In the last month alone, CDMO giant Lonza has announced three major upgrades to its manufacturing footprint in Visp, Western Switzerland: a huge expansion of its biologics capacity, new production lines for the manufacture of antibody-drug conjugates, and a ramping up of its workforce dedicated to the production of ingredients for Moderna’s COVID-19 vaccine.

 

The most recent announcement of a CHF 650 million (EUR 594 million) investment into a new large scale 27,500 m2 production facility aims to create “large-scale” cell production lines, adding six 20,000-liter bioreactors to meet the increasing market demand for biologics. 300 new jobs are set to be generated and a projected completion date of 2024 has been given.

This announcement came hot on the heels of another investment, this time for CHF 200 million (EUR 183 million), for a new manufacturing facility dedicated to small molecules and is set to create another 200 jobs. This project, the first stage of which will be the construction of a production line dedicated to antibody drug conjugates (ADCs), is being built in partnership with an as-yet unnamed “biopharmaceutical partner”. Lonza already produces the majority of commercially available drug products which use ADCs; a class of highly potent active pharmaceutical ingredients (APIs) designed for the targeted treatment of cancer.
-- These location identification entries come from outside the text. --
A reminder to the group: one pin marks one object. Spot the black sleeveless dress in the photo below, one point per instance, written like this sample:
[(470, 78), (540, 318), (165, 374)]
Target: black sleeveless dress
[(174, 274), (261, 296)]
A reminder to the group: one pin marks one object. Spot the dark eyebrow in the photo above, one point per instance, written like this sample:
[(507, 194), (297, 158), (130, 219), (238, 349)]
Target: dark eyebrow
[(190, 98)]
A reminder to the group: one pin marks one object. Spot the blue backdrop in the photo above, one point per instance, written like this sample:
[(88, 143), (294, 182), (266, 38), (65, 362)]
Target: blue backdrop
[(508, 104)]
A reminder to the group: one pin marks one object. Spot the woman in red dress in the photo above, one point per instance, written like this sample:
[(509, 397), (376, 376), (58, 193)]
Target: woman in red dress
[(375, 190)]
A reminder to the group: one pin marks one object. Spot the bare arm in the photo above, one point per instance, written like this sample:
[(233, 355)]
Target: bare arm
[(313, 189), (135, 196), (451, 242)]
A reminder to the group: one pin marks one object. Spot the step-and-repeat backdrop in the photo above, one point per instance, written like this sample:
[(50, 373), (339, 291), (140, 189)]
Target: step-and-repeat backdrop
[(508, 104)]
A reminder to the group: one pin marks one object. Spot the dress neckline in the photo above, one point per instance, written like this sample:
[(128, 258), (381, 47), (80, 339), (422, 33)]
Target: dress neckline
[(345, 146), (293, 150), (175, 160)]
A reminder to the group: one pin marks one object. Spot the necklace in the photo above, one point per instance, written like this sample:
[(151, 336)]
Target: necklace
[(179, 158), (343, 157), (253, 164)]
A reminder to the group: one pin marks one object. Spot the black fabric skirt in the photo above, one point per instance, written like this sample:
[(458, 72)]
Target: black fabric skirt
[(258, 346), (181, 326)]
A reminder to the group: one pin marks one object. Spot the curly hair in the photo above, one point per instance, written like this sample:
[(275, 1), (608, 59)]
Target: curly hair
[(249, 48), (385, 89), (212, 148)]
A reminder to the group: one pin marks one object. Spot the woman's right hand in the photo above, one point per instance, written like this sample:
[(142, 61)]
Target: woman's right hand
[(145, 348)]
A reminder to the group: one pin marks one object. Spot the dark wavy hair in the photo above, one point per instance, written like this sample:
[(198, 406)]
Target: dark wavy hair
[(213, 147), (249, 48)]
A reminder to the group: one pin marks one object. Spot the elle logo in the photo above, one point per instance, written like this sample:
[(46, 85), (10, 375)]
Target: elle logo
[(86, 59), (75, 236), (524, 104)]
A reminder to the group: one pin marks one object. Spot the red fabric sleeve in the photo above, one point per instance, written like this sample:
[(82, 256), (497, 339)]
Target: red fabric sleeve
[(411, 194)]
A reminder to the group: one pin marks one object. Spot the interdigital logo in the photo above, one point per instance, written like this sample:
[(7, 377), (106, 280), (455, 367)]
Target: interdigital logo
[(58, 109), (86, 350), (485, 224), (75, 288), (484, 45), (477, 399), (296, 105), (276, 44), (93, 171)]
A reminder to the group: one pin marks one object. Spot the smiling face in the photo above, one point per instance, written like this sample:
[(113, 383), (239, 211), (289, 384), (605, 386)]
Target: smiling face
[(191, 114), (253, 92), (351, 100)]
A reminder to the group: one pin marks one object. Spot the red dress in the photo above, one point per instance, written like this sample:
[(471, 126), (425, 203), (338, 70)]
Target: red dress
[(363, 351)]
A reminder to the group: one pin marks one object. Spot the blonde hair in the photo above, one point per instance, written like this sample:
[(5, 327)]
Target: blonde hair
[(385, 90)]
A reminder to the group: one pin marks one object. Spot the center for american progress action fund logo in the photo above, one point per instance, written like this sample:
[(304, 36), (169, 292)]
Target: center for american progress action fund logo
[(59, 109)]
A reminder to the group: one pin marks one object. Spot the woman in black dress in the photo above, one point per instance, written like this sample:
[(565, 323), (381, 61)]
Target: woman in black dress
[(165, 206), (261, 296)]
ADCs represent a highly promising but complex field, as Chris Martin of ADC Therapeutics explained to PharmaBoardroom in February, “In a way, ADCs are a simple concept. There is the antibody, which binds to a protein that is exclusively or predominantly expressed on the surface of tumour cells. To analogize, it acts as a guided missile. It finds and binds to the tumour cell, where it becomes internalized, and then the enzymes in the cell release the toxin into the cell, so that it can kill the tumour cell. The tricky part about ADCs is that they are relatively complicated to develop and manufacture because they combine very potent drugs with complex biologics and antibodies.”

 

Also in April, Lonza announced that it would create 1,200 new jobs at its COVID-19 vaccine production site, also in Visp. In 2020, the firm established three new production lines to manufacture up to one billion doses of one of the APIs for Moderna’s jab over ten years. The deal relates to supply for the global market, excluding the US, and the company has prioritised boosting its workforce to meet an annual target of 300 million doses. As well as drawing from the Swiss labour pool, Lonza is also actively looking to recruit from neighbouring geographies such as Germany, France, and Northern Italy, as well as the UK.